On Victory day I decided to have a look at Russian web-sites about Second World War. Russians celebrate Victory (in Europe) not like other nations on 8th of May but on 9th of May. The final of the Second World War is very important for them because it was their last big victory.



When we are going to analyze design we have to know what this site was arranged for. I think the main goal is to show people how terrible the war was and how important this Victory is.


 The first site I want to tell you about is: http://www.9maya.ru
The header of the site is overdosed with heavy elements. There are five of them. The first impression is very far from showing the horrors of the war. Design has to be light. But here are plenty of fonts and gradients that make this header difficult for quick perception.  There are more elements under it. We can find absolutely unreadable login form, search and social network buttons. These buttons are too big. Another problem is navigation. It is very complicated and consists of 15 items.

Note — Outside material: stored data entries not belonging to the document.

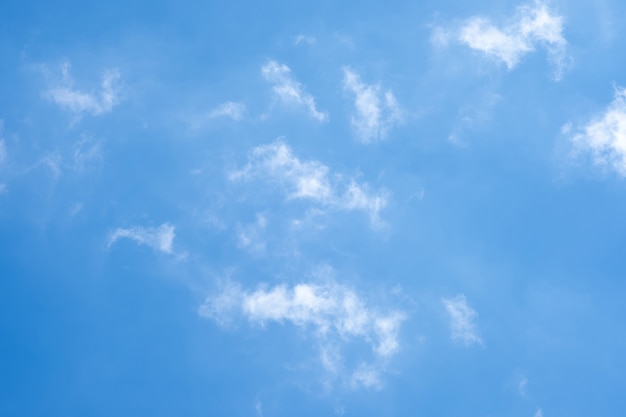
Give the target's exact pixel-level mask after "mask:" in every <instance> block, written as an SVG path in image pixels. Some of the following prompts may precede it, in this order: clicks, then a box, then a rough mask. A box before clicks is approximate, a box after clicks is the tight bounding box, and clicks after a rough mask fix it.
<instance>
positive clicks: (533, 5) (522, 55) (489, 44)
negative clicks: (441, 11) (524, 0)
mask: <svg viewBox="0 0 626 417" xmlns="http://www.w3.org/2000/svg"><path fill="white" fill-rule="evenodd" d="M563 22H564V18H563V16H560V15H558V14H556V13H555V12H554V11H552V10H550V9H549V8H548V6H547V5H546V4H545V3H543V2H542V1H539V0H537V1H535V2H533V3H531V4H524V5H522V6H519V7H518V8H517V10H516V13H515V15H514V16H513V17H512V18H511V19H509V21H508V22H507V23H506V24H504V25H501V26H498V25H495V24H493V23H492V22H491V20H490V19H488V18H485V17H480V16H475V17H471V18H469V19H467V20H465V21H464V22H463V23H462V24H461V25H460V27H459V28H457V29H452V30H448V29H444V28H441V27H437V28H435V30H434V31H433V35H432V38H431V39H432V40H433V42H434V43H436V44H439V45H443V44H446V43H448V42H449V41H451V40H453V41H456V42H460V43H463V44H465V45H467V46H469V47H470V48H472V49H475V50H477V51H480V52H482V53H483V54H485V55H487V56H489V57H492V58H494V59H496V60H498V61H501V62H503V63H504V64H505V65H506V66H507V68H508V69H509V70H511V69H513V68H515V67H516V66H517V64H518V63H519V62H520V60H521V59H522V57H523V56H524V55H526V54H528V53H530V52H533V51H534V50H535V49H536V48H537V47H538V46H542V47H544V48H545V49H546V50H547V52H548V55H549V59H550V61H551V62H552V63H553V65H554V67H555V70H554V77H555V79H557V80H558V79H560V78H561V76H562V75H563V72H564V70H565V69H566V66H567V65H568V60H569V58H568V56H567V41H566V40H565V37H564V36H563Z"/></svg>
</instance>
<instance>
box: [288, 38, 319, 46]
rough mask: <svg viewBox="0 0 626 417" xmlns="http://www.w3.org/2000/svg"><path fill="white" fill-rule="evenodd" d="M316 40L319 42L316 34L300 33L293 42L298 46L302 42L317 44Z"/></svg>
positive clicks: (309, 43)
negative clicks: (309, 34) (307, 33)
mask: <svg viewBox="0 0 626 417" xmlns="http://www.w3.org/2000/svg"><path fill="white" fill-rule="evenodd" d="M316 42H317V39H315V36H309V35H298V36H296V38H295V39H294V41H293V44H294V45H296V46H298V45H301V44H307V45H315V43H316Z"/></svg>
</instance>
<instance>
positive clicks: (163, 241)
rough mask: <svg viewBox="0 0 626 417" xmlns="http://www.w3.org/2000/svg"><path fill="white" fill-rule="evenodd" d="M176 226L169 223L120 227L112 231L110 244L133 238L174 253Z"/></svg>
mask: <svg viewBox="0 0 626 417" xmlns="http://www.w3.org/2000/svg"><path fill="white" fill-rule="evenodd" d="M174 236H175V234H174V226H171V225H169V224H167V223H164V224H162V225H161V226H159V227H139V226H135V227H131V228H128V229H125V228H118V229H115V230H114V231H113V233H111V235H110V237H109V243H108V246H111V245H113V244H114V243H115V242H117V241H118V240H119V239H131V240H134V241H135V242H137V243H138V244H140V245H146V246H149V247H151V248H152V249H154V250H156V251H160V252H163V253H167V254H172V253H173V250H172V244H173V242H174Z"/></svg>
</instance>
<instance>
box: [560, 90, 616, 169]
mask: <svg viewBox="0 0 626 417" xmlns="http://www.w3.org/2000/svg"><path fill="white" fill-rule="evenodd" d="M562 132H563V133H564V134H566V135H567V136H568V137H569V139H570V140H571V142H572V144H573V146H574V149H575V152H576V155H577V156H579V155H584V156H589V157H590V158H591V161H592V163H593V164H594V165H596V166H598V167H600V168H603V169H608V170H611V171H614V172H616V173H617V174H619V175H620V176H622V177H626V89H624V88H616V89H615V98H614V99H613V101H612V102H611V104H609V106H608V107H607V108H606V110H605V111H604V112H602V113H601V114H599V115H596V116H595V117H593V118H592V119H591V120H590V121H589V122H588V123H586V124H584V125H583V126H582V127H579V128H577V129H573V128H572V124H571V123H568V124H566V125H565V126H563V129H562Z"/></svg>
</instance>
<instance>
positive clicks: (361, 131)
mask: <svg viewBox="0 0 626 417" xmlns="http://www.w3.org/2000/svg"><path fill="white" fill-rule="evenodd" d="M343 73H344V79H343V88H344V90H346V91H348V92H350V93H351V94H352V95H353V96H354V107H355V114H354V115H353V116H352V118H351V124H352V127H353V129H354V130H355V133H356V135H357V137H358V138H359V140H360V141H361V142H363V143H371V142H377V141H381V140H384V139H386V138H387V134H388V132H389V130H390V129H391V128H393V127H394V126H395V125H397V124H399V123H400V122H401V121H402V110H401V109H400V106H399V105H398V103H397V101H396V98H395V96H394V95H393V92H392V91H391V90H386V91H383V90H382V89H381V87H380V86H378V85H368V84H365V83H364V82H363V81H361V78H360V77H359V75H358V74H357V73H356V72H355V71H353V70H352V69H350V68H347V67H346V68H344V69H343Z"/></svg>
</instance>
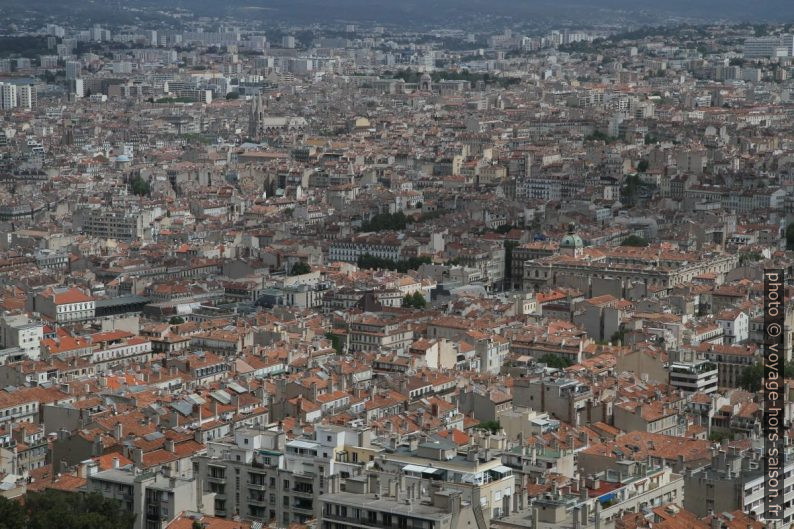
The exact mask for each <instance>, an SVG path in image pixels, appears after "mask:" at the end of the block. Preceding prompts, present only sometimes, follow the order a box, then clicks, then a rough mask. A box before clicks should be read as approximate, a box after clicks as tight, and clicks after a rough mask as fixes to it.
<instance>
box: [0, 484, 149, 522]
mask: <svg viewBox="0 0 794 529" xmlns="http://www.w3.org/2000/svg"><path fill="white" fill-rule="evenodd" d="M8 501H9V500H6V499H5V498H0V505H2V504H3V503H4V502H8ZM5 510H6V509H5V507H3V506H0V511H2V512H3V513H5ZM23 510H24V518H25V520H24V522H23V523H21V524H18V523H17V524H14V525H9V526H8V527H14V528H15V529H16V528H25V529H50V528H53V527H57V528H58V529H88V528H91V529H131V528H132V526H133V523H134V521H135V515H134V514H132V513H130V512H127V511H126V510H125V509H123V507H122V506H121V503H120V502H118V501H115V500H109V499H106V498H104V497H102V496H101V495H99V494H96V493H92V494H75V493H71V492H62V491H57V490H52V489H47V490H45V491H43V492H28V494H27V495H26V496H25V506H24V507H23ZM10 514H13V511H12V512H11V513H10ZM2 520H3V521H4V522H7V519H6V517H5V516H3V518H2ZM17 521H18V519H17ZM0 527H2V522H0Z"/></svg>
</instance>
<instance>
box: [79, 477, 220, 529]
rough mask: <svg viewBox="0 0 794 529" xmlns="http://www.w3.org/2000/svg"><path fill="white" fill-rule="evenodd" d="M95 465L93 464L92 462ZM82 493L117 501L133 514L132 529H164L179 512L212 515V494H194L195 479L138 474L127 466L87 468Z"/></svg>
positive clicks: (212, 504) (164, 528) (195, 488)
mask: <svg viewBox="0 0 794 529" xmlns="http://www.w3.org/2000/svg"><path fill="white" fill-rule="evenodd" d="M94 465H95V463H94ZM87 473H88V476H87V482H86V486H85V490H86V491H87V492H95V493H98V494H101V495H102V496H104V497H105V498H108V499H113V500H117V501H118V502H119V503H121V505H122V507H123V508H125V509H126V510H127V511H130V512H132V513H135V514H136V515H137V516H136V517H135V523H134V525H133V529H165V527H167V526H168V524H169V523H170V522H171V521H173V520H174V519H176V518H177V517H178V516H179V515H180V514H181V513H182V512H185V511H192V512H205V513H208V514H212V513H211V512H208V511H211V509H212V505H213V500H212V497H213V495H212V494H201V495H199V494H200V493H199V492H198V487H197V486H196V481H195V478H192V477H191V478H185V477H181V476H180V477H175V476H171V475H170V473H168V472H166V473H160V472H142V471H141V470H139V469H138V468H135V467H133V466H131V465H130V466H128V467H124V468H119V467H117V466H116V465H115V464H114V468H111V469H108V470H103V471H97V468H96V466H93V465H92V466H91V467H90V468H89V469H88V471H87Z"/></svg>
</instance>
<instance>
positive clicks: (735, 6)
mask: <svg viewBox="0 0 794 529" xmlns="http://www.w3.org/2000/svg"><path fill="white" fill-rule="evenodd" d="M123 6H126V7H132V8H134V7H142V8H150V9H157V8H162V7H169V6H173V7H176V6H178V7H183V8H186V9H190V10H193V11H196V12H197V13H200V14H212V15H237V14H240V13H247V14H248V15H250V16H255V17H258V18H259V17H261V18H278V19H284V20H290V19H292V20H302V21H316V22H322V21H324V20H351V21H353V20H360V21H371V20H380V21H383V22H394V23H397V22H403V23H407V24H410V23H411V22H443V21H444V20H450V19H460V18H464V17H467V16H472V17H474V16H482V15H487V14H492V15H495V16H513V17H516V18H531V17H538V16H540V17H564V18H566V19H568V20H571V21H576V20H588V19H591V18H592V17H596V18H598V16H599V14H601V15H603V14H605V13H606V12H615V11H626V12H640V11H644V12H646V14H658V15H659V17H661V18H660V21H659V22H662V21H663V19H669V18H671V17H683V18H698V19H703V20H717V19H730V20H734V21H745V20H747V21H758V22H762V21H778V22H790V21H794V0H721V1H719V0H689V1H687V0H664V1H658V0H556V1H548V0H225V1H223V2H218V1H217V0H160V1H154V0H128V1H126V2H121V1H120V0H109V1H108V0H93V1H90V0H88V1H87V0H0V13H3V14H4V13H15V12H19V11H24V12H27V13H31V12H33V11H40V12H42V13H48V14H56V13H57V14H63V15H67V16H68V15H69V14H73V15H80V14H84V15H90V13H92V12H93V13H95V14H99V15H100V16H107V15H108V14H109V13H110V12H112V11H114V10H119V9H122V8H123ZM143 18H146V16H145V15H144V17H143Z"/></svg>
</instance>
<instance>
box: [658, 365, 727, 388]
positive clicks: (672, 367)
mask: <svg viewBox="0 0 794 529" xmlns="http://www.w3.org/2000/svg"><path fill="white" fill-rule="evenodd" d="M669 369H670V385H671V386H672V387H674V388H676V389H680V390H681V391H684V392H685V393H697V392H700V393H714V392H716V391H717V386H718V384H719V377H718V373H719V370H718V367H717V364H715V363H713V362H710V361H707V360H701V361H694V362H675V363H673V364H670V367H669Z"/></svg>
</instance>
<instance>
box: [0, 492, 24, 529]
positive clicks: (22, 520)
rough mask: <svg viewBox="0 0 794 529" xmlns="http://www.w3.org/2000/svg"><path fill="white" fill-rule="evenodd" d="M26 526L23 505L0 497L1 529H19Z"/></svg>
mask: <svg viewBox="0 0 794 529" xmlns="http://www.w3.org/2000/svg"><path fill="white" fill-rule="evenodd" d="M24 526H25V511H24V510H22V505H21V504H20V503H19V502H17V501H13V500H7V499H6V498H3V497H0V529H17V528H19V527H24Z"/></svg>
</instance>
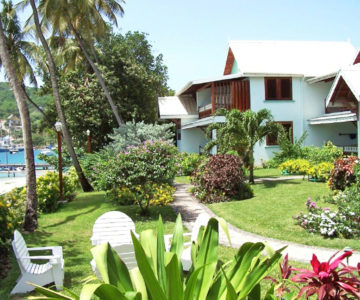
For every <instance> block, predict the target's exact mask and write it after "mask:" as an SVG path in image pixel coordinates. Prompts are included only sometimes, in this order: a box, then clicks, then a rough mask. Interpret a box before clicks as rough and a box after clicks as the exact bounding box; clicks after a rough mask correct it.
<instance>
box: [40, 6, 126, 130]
mask: <svg viewBox="0 0 360 300" xmlns="http://www.w3.org/2000/svg"><path fill="white" fill-rule="evenodd" d="M120 2H123V1H122V0H121V1H120ZM39 11H40V12H41V13H42V15H43V16H44V21H45V22H48V23H49V24H50V25H51V26H52V28H53V32H55V33H59V34H61V35H67V34H72V35H73V36H74V37H75V39H76V41H77V42H78V44H79V46H80V48H81V50H82V52H83V54H84V56H85V58H86V60H87V61H88V63H89V64H90V66H91V68H92V69H93V71H94V73H95V74H96V77H97V79H98V81H99V83H100V85H101V87H102V89H103V91H104V93H105V96H106V99H107V100H108V102H109V104H110V107H111V110H112V112H113V114H114V116H115V119H116V121H117V123H118V125H119V126H120V125H121V124H124V121H123V119H122V117H121V116H120V114H119V112H118V110H117V107H116V105H115V103H114V101H113V99H112V96H111V94H110V91H109V89H108V87H107V85H106V83H105V80H104V78H103V76H102V74H101V72H100V70H99V69H98V67H97V66H96V64H95V62H94V61H93V59H92V58H91V56H90V54H89V51H88V49H90V51H92V53H93V55H94V56H95V58H96V53H95V51H94V48H93V44H94V40H95V39H96V38H97V37H99V36H101V35H102V34H104V33H105V31H108V26H107V25H106V22H105V20H104V19H103V17H102V14H104V15H106V16H107V17H108V19H109V20H110V21H111V22H113V23H115V24H117V20H116V14H122V13H123V9H122V7H121V5H120V4H119V3H118V1H117V0H95V1H94V0H84V1H68V0H42V1H40V5H39ZM69 29H70V30H69ZM89 45H90V46H89Z"/></svg>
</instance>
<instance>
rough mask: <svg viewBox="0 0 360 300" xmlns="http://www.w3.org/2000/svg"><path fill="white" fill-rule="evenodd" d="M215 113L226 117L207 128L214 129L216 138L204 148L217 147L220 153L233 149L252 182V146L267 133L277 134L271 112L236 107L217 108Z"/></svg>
mask: <svg viewBox="0 0 360 300" xmlns="http://www.w3.org/2000/svg"><path fill="white" fill-rule="evenodd" d="M216 115H223V116H225V118H226V121H225V122H224V123H214V124H212V125H210V126H209V127H208V129H207V131H208V132H211V131H212V130H214V129H215V130H216V139H214V140H212V141H211V142H209V143H208V144H207V145H206V149H211V148H212V147H213V146H217V147H218V151H219V152H220V153H226V152H229V151H235V152H236V153H237V154H238V155H239V156H240V157H242V159H243V160H244V163H245V165H246V166H247V167H248V169H249V182H250V183H254V147H255V144H256V143H260V144H261V143H262V142H263V141H264V139H265V137H266V136H267V135H277V134H278V132H279V130H280V126H279V124H278V123H276V122H274V118H273V116H272V114H271V112H270V111H269V110H267V109H261V110H259V111H258V112H254V111H251V110H247V111H245V112H241V111H239V110H237V109H232V110H230V111H227V110H224V109H222V110H218V111H217V113H216Z"/></svg>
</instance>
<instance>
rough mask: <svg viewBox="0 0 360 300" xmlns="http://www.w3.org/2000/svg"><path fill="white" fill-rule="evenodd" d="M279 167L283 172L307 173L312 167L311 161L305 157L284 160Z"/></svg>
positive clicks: (296, 173) (300, 173)
mask: <svg viewBox="0 0 360 300" xmlns="http://www.w3.org/2000/svg"><path fill="white" fill-rule="evenodd" d="M279 168H280V170H281V172H282V173H289V174H302V175H305V174H307V172H308V170H309V169H310V163H309V162H308V161H307V160H305V159H291V160H288V161H285V162H283V163H282V164H281V165H280V166H279Z"/></svg>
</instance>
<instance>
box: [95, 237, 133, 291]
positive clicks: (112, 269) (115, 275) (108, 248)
mask: <svg viewBox="0 0 360 300" xmlns="http://www.w3.org/2000/svg"><path fill="white" fill-rule="evenodd" d="M91 253H92V255H93V257H94V259H95V262H96V267H97V269H98V270H99V272H100V275H101V277H102V279H103V281H104V282H105V283H108V284H111V285H113V286H116V287H117V288H118V289H119V290H120V291H121V292H124V293H125V292H127V291H133V290H134V289H133V286H132V283H131V278H130V274H129V271H128V269H127V267H126V265H125V263H124V262H123V261H122V260H121V259H120V258H119V256H118V254H117V253H116V251H115V250H114V249H112V248H111V247H110V245H109V243H104V244H101V245H98V246H96V247H94V248H92V249H91Z"/></svg>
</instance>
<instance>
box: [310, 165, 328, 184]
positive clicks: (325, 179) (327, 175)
mask: <svg viewBox="0 0 360 300" xmlns="http://www.w3.org/2000/svg"><path fill="white" fill-rule="evenodd" d="M332 168H333V164H332V163H329V162H322V163H320V164H317V165H314V166H312V167H310V168H309V169H308V171H307V175H310V176H311V177H312V178H315V179H318V180H323V181H326V180H327V179H328V178H329V176H330V172H331V170H332Z"/></svg>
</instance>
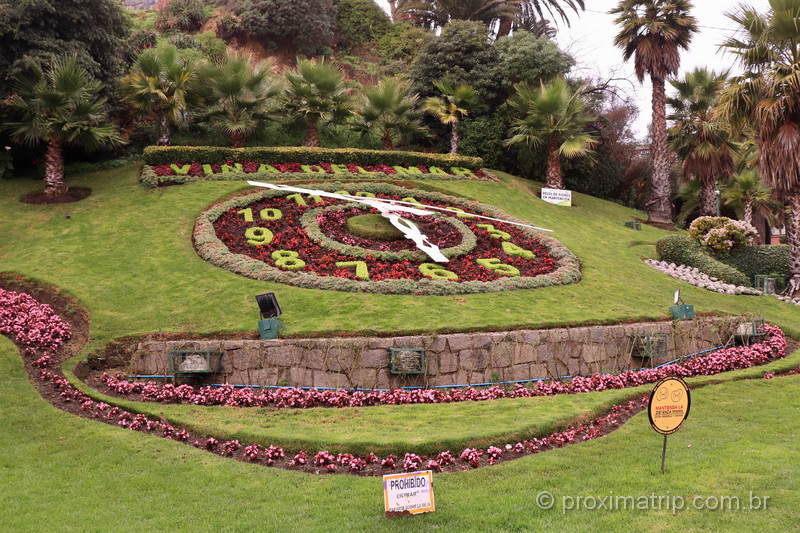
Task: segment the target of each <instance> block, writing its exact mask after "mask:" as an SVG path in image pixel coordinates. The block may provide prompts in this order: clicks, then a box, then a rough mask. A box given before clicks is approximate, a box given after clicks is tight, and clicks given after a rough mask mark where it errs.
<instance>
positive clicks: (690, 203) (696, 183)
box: [675, 181, 702, 227]
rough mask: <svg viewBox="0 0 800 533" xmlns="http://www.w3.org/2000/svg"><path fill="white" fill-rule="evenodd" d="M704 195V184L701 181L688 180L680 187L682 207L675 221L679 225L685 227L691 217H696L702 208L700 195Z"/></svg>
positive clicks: (678, 189)
mask: <svg viewBox="0 0 800 533" xmlns="http://www.w3.org/2000/svg"><path fill="white" fill-rule="evenodd" d="M701 195H702V185H701V184H700V182H699V181H687V182H685V183H681V184H680V186H679V187H678V198H680V200H681V208H680V210H679V211H678V214H677V216H676V217H675V222H676V224H677V225H678V226H679V227H685V226H686V223H687V222H688V221H689V219H690V218H694V216H693V215H695V214H696V213H697V212H698V211H699V210H700V197H701Z"/></svg>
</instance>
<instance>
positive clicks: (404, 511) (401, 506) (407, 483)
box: [383, 470, 436, 516]
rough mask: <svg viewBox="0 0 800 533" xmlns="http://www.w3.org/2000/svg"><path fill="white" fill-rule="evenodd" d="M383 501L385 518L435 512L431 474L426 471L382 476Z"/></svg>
mask: <svg viewBox="0 0 800 533" xmlns="http://www.w3.org/2000/svg"><path fill="white" fill-rule="evenodd" d="M383 501H384V509H385V512H386V516H396V515H402V514H419V513H430V512H433V511H435V510H436V503H435V502H434V499H433V472H431V471H430V470H426V471H424V472H409V473H407V474H388V475H385V476H383Z"/></svg>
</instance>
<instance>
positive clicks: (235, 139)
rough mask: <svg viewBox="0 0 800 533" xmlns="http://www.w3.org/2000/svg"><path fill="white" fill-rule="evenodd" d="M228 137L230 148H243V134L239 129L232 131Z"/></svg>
mask: <svg viewBox="0 0 800 533" xmlns="http://www.w3.org/2000/svg"><path fill="white" fill-rule="evenodd" d="M228 137H229V138H230V141H231V148H244V135H243V134H242V132H241V131H232V132H231V133H230V135H228Z"/></svg>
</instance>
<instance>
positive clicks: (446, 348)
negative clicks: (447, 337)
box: [425, 335, 447, 353]
mask: <svg viewBox="0 0 800 533" xmlns="http://www.w3.org/2000/svg"><path fill="white" fill-rule="evenodd" d="M446 349H447V339H446V338H445V337H444V336H442V335H434V336H431V337H426V339H425V350H426V351H429V352H433V353H441V352H443V351H445V350H446Z"/></svg>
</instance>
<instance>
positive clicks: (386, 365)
mask: <svg viewBox="0 0 800 533" xmlns="http://www.w3.org/2000/svg"><path fill="white" fill-rule="evenodd" d="M361 364H362V365H363V366H364V367H366V368H383V367H385V366H388V365H389V350H388V349H382V348H379V349H373V350H365V351H364V352H363V353H362V354H361Z"/></svg>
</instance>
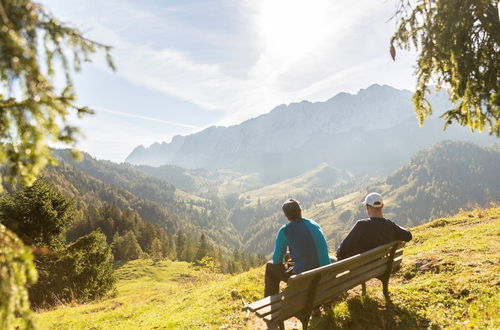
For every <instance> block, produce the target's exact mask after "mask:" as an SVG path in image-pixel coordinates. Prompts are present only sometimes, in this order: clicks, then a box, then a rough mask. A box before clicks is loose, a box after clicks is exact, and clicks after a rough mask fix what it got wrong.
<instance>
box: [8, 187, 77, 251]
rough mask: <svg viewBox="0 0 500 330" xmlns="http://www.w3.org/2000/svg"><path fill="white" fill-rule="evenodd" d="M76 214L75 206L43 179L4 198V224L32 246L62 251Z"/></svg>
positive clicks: (24, 241)
mask: <svg viewBox="0 0 500 330" xmlns="http://www.w3.org/2000/svg"><path fill="white" fill-rule="evenodd" d="M74 214H75V213H74V203H73V202H72V201H71V200H68V199H67V198H65V197H64V196H63V195H62V194H61V193H59V192H58V191H57V190H56V189H54V188H53V187H52V186H50V185H49V184H47V182H45V181H44V180H43V179H38V180H37V181H35V183H34V184H33V186H31V187H26V188H24V189H20V190H18V191H16V192H14V193H13V194H9V195H5V196H3V197H2V198H0V222H1V223H3V224H4V225H5V226H7V227H8V228H10V229H11V230H12V231H14V232H15V233H16V234H17V235H19V237H20V238H21V239H22V240H23V241H24V242H25V244H28V245H33V246H43V247H47V248H50V249H60V248H62V247H63V246H64V244H65V242H66V239H65V237H64V233H65V230H66V228H67V227H68V225H69V224H70V222H71V221H72V220H73V217H74Z"/></svg>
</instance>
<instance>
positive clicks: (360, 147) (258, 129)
mask: <svg viewBox="0 0 500 330" xmlns="http://www.w3.org/2000/svg"><path fill="white" fill-rule="evenodd" d="M410 98H411V92H409V91H406V90H398V89H395V88H392V87H390V86H380V85H372V86H370V87H368V88H366V89H362V90H360V91H359V92H358V93H357V94H354V95H352V94H347V93H340V94H337V95H336V96H334V97H333V98H331V99H329V100H327V101H325V102H316V103H311V102H307V101H303V102H300V103H292V104H290V105H280V106H278V107H276V108H275V109H273V110H272V111H271V112H270V113H268V114H264V115H261V116H259V117H256V118H253V119H250V120H247V121H244V122H243V123H241V124H239V125H234V126H230V127H210V128H207V129H205V130H203V131H201V132H199V133H195V134H191V135H188V136H176V137H174V138H173V139H172V141H171V142H170V143H165V142H163V143H161V144H160V143H155V144H153V145H151V146H150V147H148V148H145V147H144V146H139V147H137V148H135V149H134V151H133V152H132V153H131V154H130V155H129V156H128V157H127V162H129V163H132V164H143V165H150V166H160V165H166V164H170V165H177V166H181V167H186V168H204V169H208V170H217V169H230V170H235V171H238V172H241V173H246V174H249V173H258V174H260V175H261V178H262V179H263V180H264V182H265V183H267V184H269V183H275V182H278V181H282V180H285V179H288V178H290V177H293V176H296V175H299V174H301V173H304V172H306V171H309V170H312V169H314V168H316V167H318V166H319V165H320V164H321V163H324V162H326V163H328V164H330V165H332V166H334V167H336V168H339V169H342V170H348V171H349V172H351V173H353V174H355V175H359V174H367V175H370V176H375V175H386V174H388V173H390V172H391V171H393V170H395V169H396V168H398V167H399V166H401V165H403V164H404V163H405V162H406V161H407V160H408V159H409V157H410V156H412V155H413V154H414V153H415V152H417V151H418V150H421V149H423V148H425V147H429V146H431V145H433V144H435V143H437V142H439V141H442V140H446V139H467V140H470V141H474V142H475V143H489V142H492V141H494V138H492V137H489V136H487V135H486V134H471V133H470V132H469V131H468V130H466V129H464V128H463V127H456V126H451V127H449V128H448V130H447V131H446V132H444V133H443V132H442V124H443V123H442V121H441V120H437V119H429V120H428V121H427V122H426V124H425V125H424V127H418V125H417V123H416V119H415V117H414V114H413V105H412V103H411V100H410ZM432 103H433V105H434V110H435V112H436V113H440V112H442V111H444V110H446V109H448V108H449V107H450V104H449V102H448V98H447V95H446V93H445V92H441V93H438V94H435V95H433V97H432ZM367 159H370V161H366V160H367Z"/></svg>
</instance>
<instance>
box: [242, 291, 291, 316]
mask: <svg viewBox="0 0 500 330" xmlns="http://www.w3.org/2000/svg"><path fill="white" fill-rule="evenodd" d="M281 300H283V294H282V293H278V294H275V295H272V296H269V297H265V298H264V299H261V300H258V301H255V302H253V303H251V304H248V305H246V306H245V307H243V308H244V309H247V310H250V311H252V312H255V311H257V310H259V309H261V308H263V307H265V306H268V305H271V304H272V303H276V302H279V301H281Z"/></svg>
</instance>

 The next one is: http://9may.ru
The site is absolutely nonadaptive. The layout is made with tables. It takes narrow stripe in the left side and has huge blank area in the right. Design mistakes are here similar to previous site's ones. The header is overdosed and unreadable. Usability is very low. Users don’t want to read all of 14 menu items and look at deformed pictures. This site doesn’t even have favicon.


 The next one is: http://victory-day.ru
This site wins the first prize. The header is really disgusting. It is against the 4th rule: design has to make information readable. 24 menu items “help” users to find what they want. If you loose the way - many Russian soldier-clones on the background will help you. Why did they put plastic glass and white rose on the picture?

 All these sites are on the top of Google. They are very popular.  I think the content is more important for Russians then its form. Even if it is as complicated as 24 menu items.